Well. Looks good. only about 3% are not 1. Now if this value is other than one it will return 'U', otherwise checks which of 'W', 'B' or 'O' applies

In [None]:
# Calculate the sum of the three columns
live_births['sum_race'] = live_births[['blackm', 'whitem', 'race_other']].sum(axis=1)

# Define the conditions and choices for the 'MaternalRace' column
conditions = [
    (live_births['sum_race'] != 1),
    (live_births['blackm'] == 1),
    (live_births['whitem'] == 1),
    (live_births['race_other'] == 1)
]
choices = ['U', 'B', 'W', 'O']

# Create the 'MaternalRace' column using numpy.select
live_births['MaternalRace'] = np.select(conditions, choices, default='U')

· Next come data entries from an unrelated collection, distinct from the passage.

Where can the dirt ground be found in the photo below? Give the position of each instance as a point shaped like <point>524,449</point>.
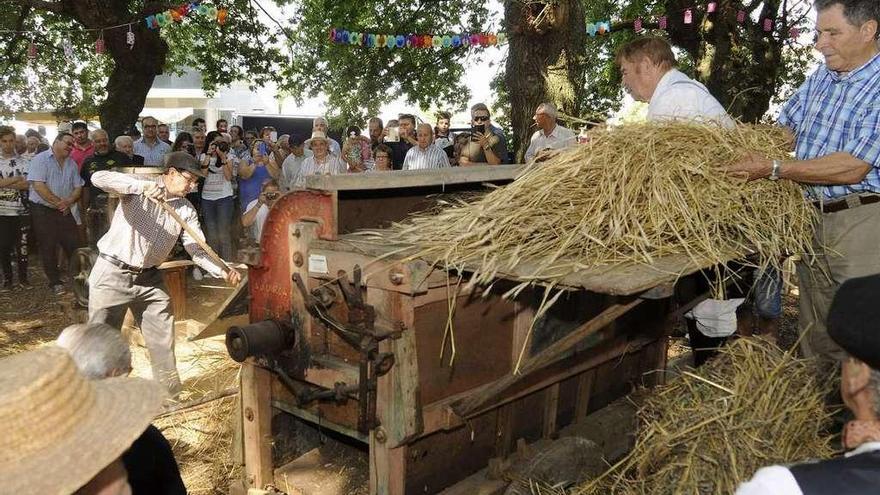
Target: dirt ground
<point>202,437</point>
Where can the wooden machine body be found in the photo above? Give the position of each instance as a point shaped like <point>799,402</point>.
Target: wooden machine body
<point>441,417</point>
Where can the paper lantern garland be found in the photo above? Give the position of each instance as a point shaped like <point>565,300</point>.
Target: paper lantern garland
<point>341,36</point>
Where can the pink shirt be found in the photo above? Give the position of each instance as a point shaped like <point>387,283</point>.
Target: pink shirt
<point>79,155</point>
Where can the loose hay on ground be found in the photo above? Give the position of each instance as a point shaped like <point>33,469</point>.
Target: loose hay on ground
<point>708,430</point>
<point>634,194</point>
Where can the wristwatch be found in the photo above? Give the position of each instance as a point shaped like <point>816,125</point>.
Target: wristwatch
<point>774,171</point>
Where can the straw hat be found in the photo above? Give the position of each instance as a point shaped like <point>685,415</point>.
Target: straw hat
<point>57,429</point>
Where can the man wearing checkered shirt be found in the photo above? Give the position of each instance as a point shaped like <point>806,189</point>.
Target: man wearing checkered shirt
<point>140,238</point>
<point>834,118</point>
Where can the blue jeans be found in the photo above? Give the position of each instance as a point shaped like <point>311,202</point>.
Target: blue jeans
<point>768,293</point>
<point>218,224</point>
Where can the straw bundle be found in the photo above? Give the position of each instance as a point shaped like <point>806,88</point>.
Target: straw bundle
<point>709,430</point>
<point>634,194</point>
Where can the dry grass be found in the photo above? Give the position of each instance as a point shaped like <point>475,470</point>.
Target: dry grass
<point>708,430</point>
<point>634,194</point>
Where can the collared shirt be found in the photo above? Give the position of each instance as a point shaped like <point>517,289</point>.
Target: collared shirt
<point>142,233</point>
<point>423,159</point>
<point>559,137</point>
<point>331,165</point>
<point>778,480</point>
<point>291,168</point>
<point>678,97</point>
<point>11,199</point>
<point>838,113</point>
<point>79,155</point>
<point>61,180</point>
<point>154,155</point>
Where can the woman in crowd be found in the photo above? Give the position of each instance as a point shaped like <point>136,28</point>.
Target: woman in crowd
<point>356,151</point>
<point>217,194</point>
<point>320,163</point>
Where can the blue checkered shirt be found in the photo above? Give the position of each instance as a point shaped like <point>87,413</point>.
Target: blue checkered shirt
<point>832,113</point>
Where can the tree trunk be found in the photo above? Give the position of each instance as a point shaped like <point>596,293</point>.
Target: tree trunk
<point>545,61</point>
<point>134,67</point>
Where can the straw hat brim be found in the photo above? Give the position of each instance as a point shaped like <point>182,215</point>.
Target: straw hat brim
<point>122,410</point>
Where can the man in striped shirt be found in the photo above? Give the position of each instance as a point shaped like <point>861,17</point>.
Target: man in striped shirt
<point>835,120</point>
<point>426,155</point>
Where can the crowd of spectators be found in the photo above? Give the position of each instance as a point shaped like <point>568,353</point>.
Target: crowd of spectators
<point>46,187</point>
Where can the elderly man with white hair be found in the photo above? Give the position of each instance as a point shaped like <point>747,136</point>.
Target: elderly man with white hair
<point>320,125</point>
<point>99,351</point>
<point>125,145</point>
<point>549,135</point>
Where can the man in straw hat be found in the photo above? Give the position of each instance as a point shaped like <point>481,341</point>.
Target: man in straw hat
<point>834,120</point>
<point>100,352</point>
<point>852,324</point>
<point>140,238</point>
<point>61,433</point>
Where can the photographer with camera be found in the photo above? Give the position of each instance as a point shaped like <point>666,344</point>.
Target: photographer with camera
<point>257,210</point>
<point>487,144</point>
<point>218,208</point>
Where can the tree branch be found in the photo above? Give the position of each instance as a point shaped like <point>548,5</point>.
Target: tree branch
<point>56,7</point>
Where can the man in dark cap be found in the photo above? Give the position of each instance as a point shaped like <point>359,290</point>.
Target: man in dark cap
<point>852,324</point>
<point>140,238</point>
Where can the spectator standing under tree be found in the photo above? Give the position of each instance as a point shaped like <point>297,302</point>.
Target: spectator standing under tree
<point>83,147</point>
<point>257,210</point>
<point>149,146</point>
<point>320,125</point>
<point>292,165</point>
<point>549,135</point>
<point>486,144</point>
<point>218,205</point>
<point>263,166</point>
<point>55,186</point>
<point>406,139</point>
<point>13,184</point>
<point>425,155</point>
<point>125,146</point>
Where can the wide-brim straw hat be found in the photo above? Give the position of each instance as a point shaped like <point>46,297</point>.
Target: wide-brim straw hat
<point>317,136</point>
<point>58,429</point>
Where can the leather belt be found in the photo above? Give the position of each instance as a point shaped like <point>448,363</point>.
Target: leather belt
<point>846,203</point>
<point>125,266</point>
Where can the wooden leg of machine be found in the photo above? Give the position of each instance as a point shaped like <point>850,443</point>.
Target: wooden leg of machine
<point>387,468</point>
<point>256,425</point>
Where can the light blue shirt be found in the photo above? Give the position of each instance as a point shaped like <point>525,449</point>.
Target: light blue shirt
<point>61,180</point>
<point>838,113</point>
<point>154,156</point>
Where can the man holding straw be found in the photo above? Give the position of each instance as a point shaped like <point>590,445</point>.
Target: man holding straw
<point>834,118</point>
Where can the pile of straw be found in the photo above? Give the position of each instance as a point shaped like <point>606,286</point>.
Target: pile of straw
<point>709,430</point>
<point>634,194</point>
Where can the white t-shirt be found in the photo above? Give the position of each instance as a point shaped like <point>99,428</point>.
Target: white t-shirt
<point>257,226</point>
<point>678,97</point>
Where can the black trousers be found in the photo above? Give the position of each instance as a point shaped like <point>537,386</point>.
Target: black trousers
<point>13,243</point>
<point>54,229</point>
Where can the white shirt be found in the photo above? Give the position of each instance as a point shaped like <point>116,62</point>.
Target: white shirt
<point>679,97</point>
<point>331,165</point>
<point>778,480</point>
<point>423,159</point>
<point>559,137</point>
<point>262,213</point>
<point>291,167</point>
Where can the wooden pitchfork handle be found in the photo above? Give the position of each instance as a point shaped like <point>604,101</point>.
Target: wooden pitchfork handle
<point>192,233</point>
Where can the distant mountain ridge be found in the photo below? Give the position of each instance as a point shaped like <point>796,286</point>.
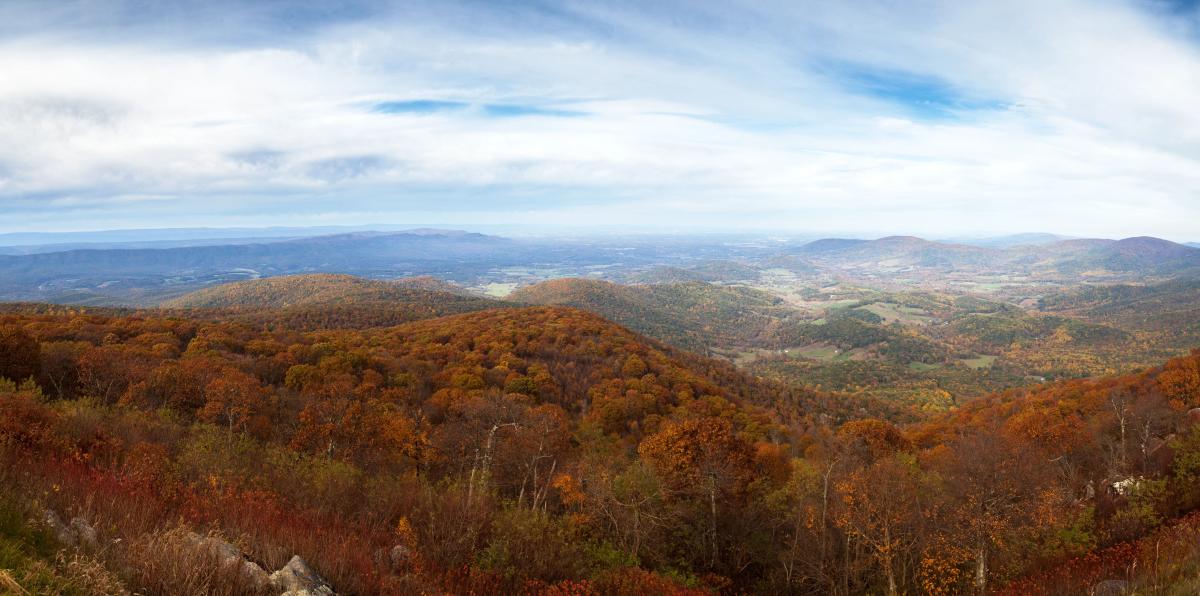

# Drop the 'sum_race' column as it's no longer needed
live_births.drop('sum_race', axis=1, inplace=True)


In [None]:
live_births.MaternalRace.value_counts()

### Wrapping up
Here we prepare, rename and reorder column to get ready for joining with the birth defects data

In [None]:
columns_to_keep = ['County', 'StartDate', 'MaternalAgeGroup', 'MaternalEthnicity', 'MaternalRace',
                   'InfantSex']
live_births = live_births[columns_to_keep]

In [None]:
live_births.StartDate.value_counts()

In [None]:
live_births.to_csv('Data/BirthDefects_09192024/live_births_cleaned_2024.csv')

In [None]:
# Now grouping them and calculating TLB
#live_births['TLB'] = live_births.groupby(columns_to_keep).transform('size')
lb_grouped = live_births.groupby(columns_to_keep).agg(TLB=('County', 'size')).reset_index()


In [None]:
lb_grouped.head(50)

In [None]:
# Saving Total births
lb_grouped.to_csv('Data/BirthDefects_09192024/live_births_summarized_2.csv', index=False)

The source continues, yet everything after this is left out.